O Plano Brady, apresentado pelo novo Secretário do Tesouro norte-americano,
representa um passo importante, ainda que tardio e incompleto, no sentido de resolver a crise da dívida externa dos países altamente endividados. Com o início do governo Bush, a posição oficial dos países credores em relação à divida, sempre sob o comando do governo dos Estados Unidos, entra agora definitivamente em sua terceira fase.
A primeira fase, definida a partir do diagnóstico equivocado de que se tratava
simplesmente de um problema de liquidez, foi a da proposta de austeridade, ou, mais precisamente, da solução convencional de combinar financiamento com ajustamento austero.

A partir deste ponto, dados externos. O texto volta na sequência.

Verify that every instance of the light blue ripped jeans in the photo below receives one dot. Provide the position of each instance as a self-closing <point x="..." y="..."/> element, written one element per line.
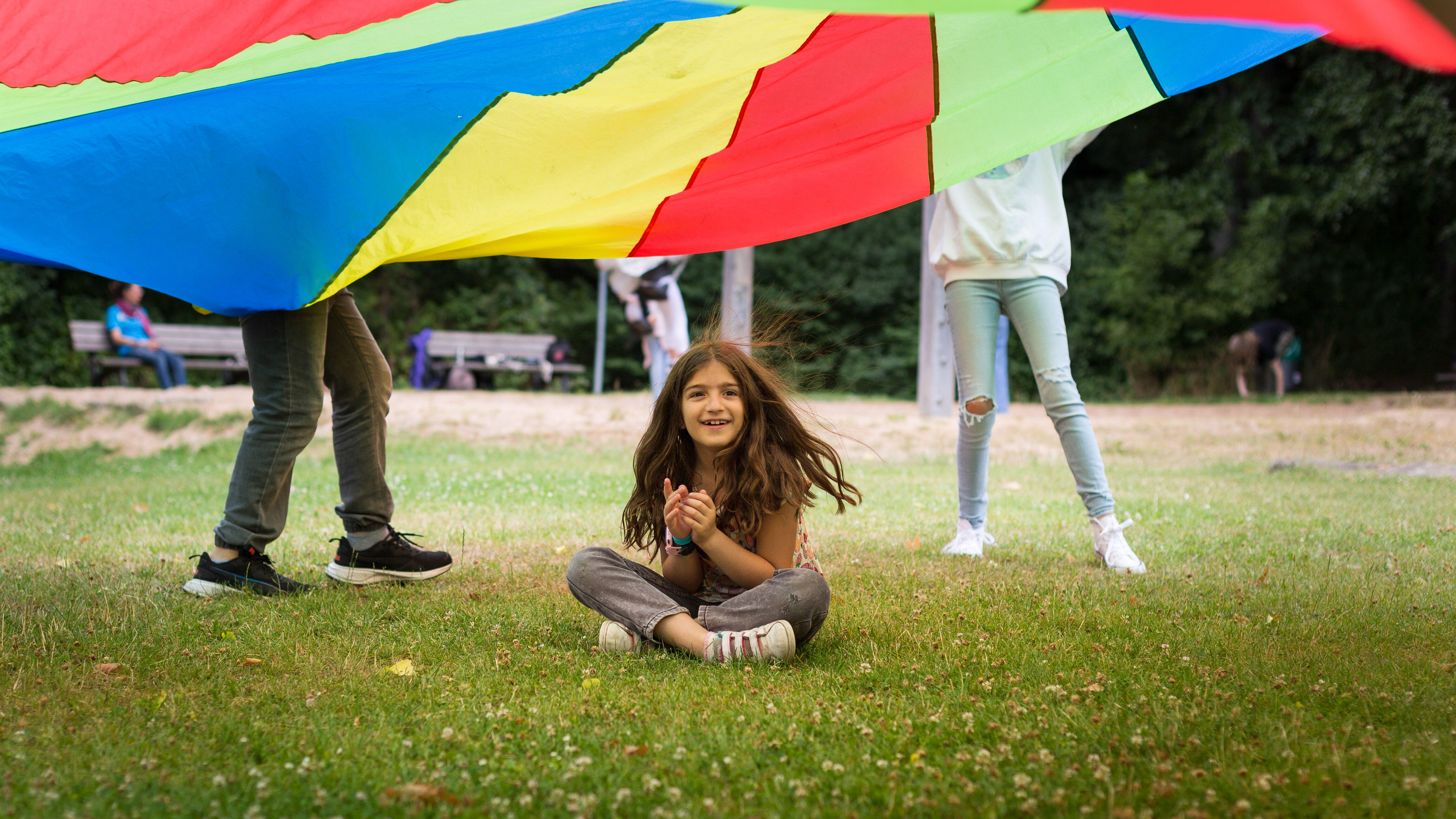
<point x="1034" y="307"/>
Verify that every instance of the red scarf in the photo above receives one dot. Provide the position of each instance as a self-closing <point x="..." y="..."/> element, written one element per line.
<point x="136" y="311"/>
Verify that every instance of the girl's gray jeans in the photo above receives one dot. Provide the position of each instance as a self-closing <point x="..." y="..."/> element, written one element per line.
<point x="1034" y="307"/>
<point x="638" y="598"/>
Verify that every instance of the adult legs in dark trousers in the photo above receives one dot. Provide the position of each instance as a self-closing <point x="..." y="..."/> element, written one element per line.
<point x="292" y="358"/>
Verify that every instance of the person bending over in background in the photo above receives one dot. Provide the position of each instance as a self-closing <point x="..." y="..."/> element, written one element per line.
<point x="1267" y="344"/>
<point x="1002" y="245"/>
<point x="130" y="330"/>
<point x="292" y="358"/>
<point x="740" y="581"/>
<point x="647" y="288"/>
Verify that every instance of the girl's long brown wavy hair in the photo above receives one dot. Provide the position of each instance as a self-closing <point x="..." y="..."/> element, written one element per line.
<point x="775" y="460"/>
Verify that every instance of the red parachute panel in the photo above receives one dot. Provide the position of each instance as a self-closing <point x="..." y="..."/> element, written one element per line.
<point x="842" y="120"/>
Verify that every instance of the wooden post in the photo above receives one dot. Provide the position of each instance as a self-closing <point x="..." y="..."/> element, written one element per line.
<point x="737" y="305"/>
<point x="601" y="356"/>
<point x="935" y="383"/>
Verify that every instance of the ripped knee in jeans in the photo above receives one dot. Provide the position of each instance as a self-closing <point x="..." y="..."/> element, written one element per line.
<point x="978" y="409"/>
<point x="1056" y="375"/>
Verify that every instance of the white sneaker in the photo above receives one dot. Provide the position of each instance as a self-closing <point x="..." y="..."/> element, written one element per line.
<point x="616" y="639"/>
<point x="1110" y="544"/>
<point x="774" y="642"/>
<point x="967" y="541"/>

A segunda fase, a partir de 1985, foi a do Plano Baker, que pretendia aumentar o financiamento (não o logrou) e propor, além das políticas de ajustamento de curto prazo, reformas estruturais de sentido liberalizante, que, implementadas no México, pouco resultado trouxeram por enquanto.
O retumbante fracasso do Plano Baker levou o governo dos Estados Unidos, a
partir do final de 1987, depois de recusar uma proposta do Brasil exatamente nesse sentido, a começar a admitir, mas de forma muito limitada, a securitização da dívida, ou seja a conversão da dívida em novos títulos capturando parte do desconto existente no mercado financeiro secundário. Permitiu-se, exclusivamente, como aconteceu no caso do projeto México-Morgan, a securitização "voluntária", decidida exclusivamente no mercado, proibindo-se que a securitização fosse "negociada", fosse o resultado de uma negociação que em seguida obrigaria os bancos. Proibiu-se também que o Banco Mundial - que estava interessado em agir nessa área - desse qualquer tipo de garantia aos novos títulos, nos termos que o Brasil e o México solicitaram.
A novidade do Plano Brady, apesar de toda a indefinição em que está envolto, é
a de permitir e estimular o Banco Mundial e o FMI a oferecerem garantias aos novos títulos com desconto que seriam emitidos pelos países altamente endividados. Em seu discurso na Brookings Institution, o secretário Nicholas Brady insistiu que a securitização deveria ser feita no mercado, de forma voluntária, mas lembrou que as negociações deverão ser realizadas segundo parâmetros estabelecidos pelo Banco e pelo Fundo. Disse também que as duas instituições deveriam usar recursos próprios, mas deixou entrever que os demais países credores, especialmente o Japão, deverão participar da constituição de um fundo para permitir o suprimento de garantias. Acentuou que a redução da dívida só seria assegurada a quem se conformasse às condicionalidades estabelecidas pelas duas instituições, entre as quais salientou as "reformas estruturais". Estas condicionalidades terão que ser discutidas pelos países devedores, há nelas um vezo neoliberal incompatível com a realidade desses países, mas não há dúvida de que há nelas muito de muito razoável, que, com uma efetiva redução da dívida, deixará de se constituir em política de ajustamento self-defeating e poderá ser implementada.
O problema é saber agora se o Plano Brady permitirá efetivamente que os
países altamente endividados consigam a redução de aproximadamente 50 por cento em sua dívida externa de que necessitam. Apenas através do plano isto não será possível, devido à insistência em securitização "voluntária" para cada banco, via mercado. Uma securitização só será plenamente bem sucedida ser for negociada e, uma vez negociada, obrigatória para todos. Deverá ficar claro que os bancos que não aderirem nada receberão. Deixar a adesão ao esquema de forma totalmente voluntária é levar os bancos mais fortes a ficar "por último" de forma a afinal não concederem o desconto.
De qualquer forma temos um avanço importante com o Plano Brady. Os
credores reconhecem o fracasso das estratégias anteriores e autorizam o Banco e o Fundo a concederem garantias para a redução da dívida. Essa idéia deixou agora, oficialmente, de ser "inaceitável", um "non starter" para os países credores. Mas a crise da dívida está longe de estar solucionada. Enquanto se quiser limitar a garantia a esquemas "voluntários", nos quais ao mercado cabe a última palavra, não haverá solução para a crise. Mas com este plano abre-se uma nova oportunidade aos países devedores para agir com firmeza e habilidade. Agora é possível para esses países estabelecer planos de securitização global da dívida em comum acordo com o Banco e o Fundo, e depois exigir que todos os bancos que queiram receber seus créditos participem do plano. Desta forma está aberto um caminho claro para a solução efetiva da crise da dívida externa. Entretanto, para que e esta solução, tímida mas claramente legitimada pelo Plano Brady, se torne realidade a possibilidade de os países altamente endividados tomarem medidas unilaterais continuará a ser essencial.